Toyah artifact found in the creek adjacent to Circle Acres near the image of trash dumping found under the Watershed Cleanups section above.

Toyah artifact found in the creek adjacent to Circle Acres near the image of trash dumping found under the Watershed Cleanups section above.

Indigenous People’s of Austin, an informal group of local ingenuous people and allies, held a cleaning ceremony at Circle Acres in Summer 2021.

Indigenous People’s of Austin, an informal group of local ingenuous people and allies, held a cleaning ceremony at Circle Acres in Summer 2021.

Circle Acres Nature Preserve has long served as a space of hope, healing and reconciliation with past wrongs. Ecology Action works to build community through collaborative regenerative land stewardship, skill sharing and gatherings.

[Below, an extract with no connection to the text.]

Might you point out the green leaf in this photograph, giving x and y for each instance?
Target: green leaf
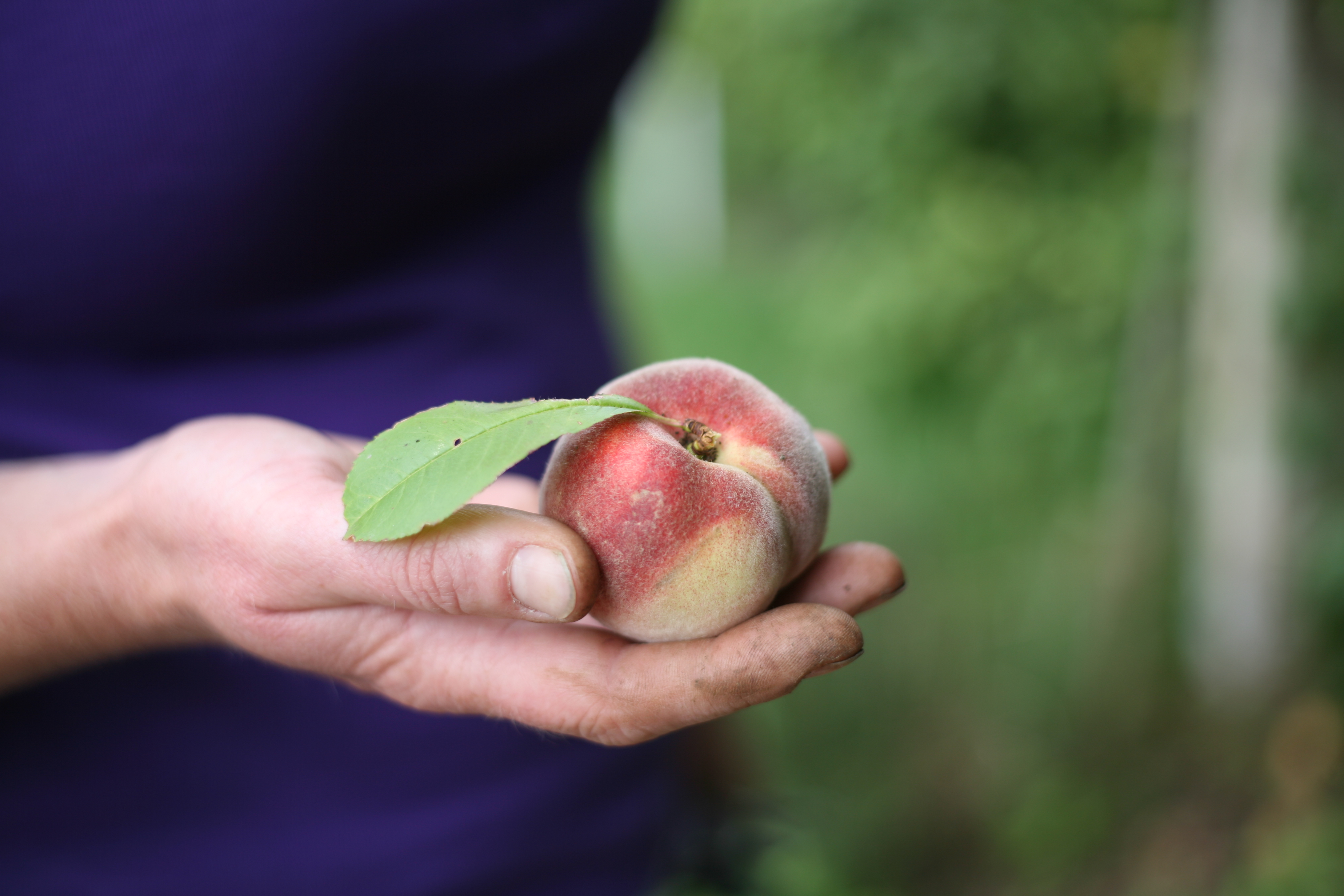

We hold numerous public events each year aimed at improving our shared environment together. Ecology Action is proud to work with the Montopolis Community Development Corporation and support their efforts to empower Montopolis residents through community centered economic development and historical preservation.

The preserve is situated in Montopolis, a historic community of color rich in history and culture. In the late 1960’s the City of Austin trucked in municipal waste to openly burn at the Grove Landfill with no regard for the serious health impacts for the people of Montopolis. During this time the landfill area had not yet been incorporated into Austin’s city limits and the recent passage of the Civil Rights Act of 1964 did not deter the overtly racist dumping and burning of toxic materials here. Known as “Poverty Island” Montopolis bore witness to widespread structural and environmental racism that defined Texas’ colonial history through the Jim Crow era, and continues still today.

Plantations were established in the area starting around the 1840’s including the Burditt Cotton Plantation in 1844. The community immediately adjacent to the preserve is part of the Burditt Prairie Freemen’s Community, a freedman’s colony comprised of formerly enslaved people from the Burditt plantation settled after Emancipation. Check out The Texas Freedom Colonies Project for more information about these communities and their remarkable histories.

Many descendants still live in the area and have helped to fight for the preservation of the Montopolis Negro School adjacent to Circle Acres. The school was originally started by Travis County as the "Colorado Negro School No. 1" around 1891 and is one of 40 rural African American schools once operated by the county and the last school to remain standing. Other historical places in the area include the Burditt Prairie Cemetery (est. 1850), Cemeterios San José (est.1919 and 1843), and the Montopolis Bridge completed in 1938.

In 2021, we began a collaboration with Indigenous People of Austin Texas, an informal group of indigenous people and allies seeking to strengthen communal ties, gather, celebrate and start conversation about Land Back. Land Back is an indigenous led movement to return stewardship of land to indigenous people, transform settler-colonial relationships to land, reclaim cultural traditions, languages, ceremonies, and sovereignty while helping to dismantle white supremacy culture. Ecology Action is committed to provide space for cultural ceremonies and events, and to inform our restoration efforts with traditional ecological knowledge and collaboration.

We believe that healthy communities stem from healthy environments and that we are all stewards of our shared Earth. It is through community that the power to transform our world toward an equitable, abundant future is possible.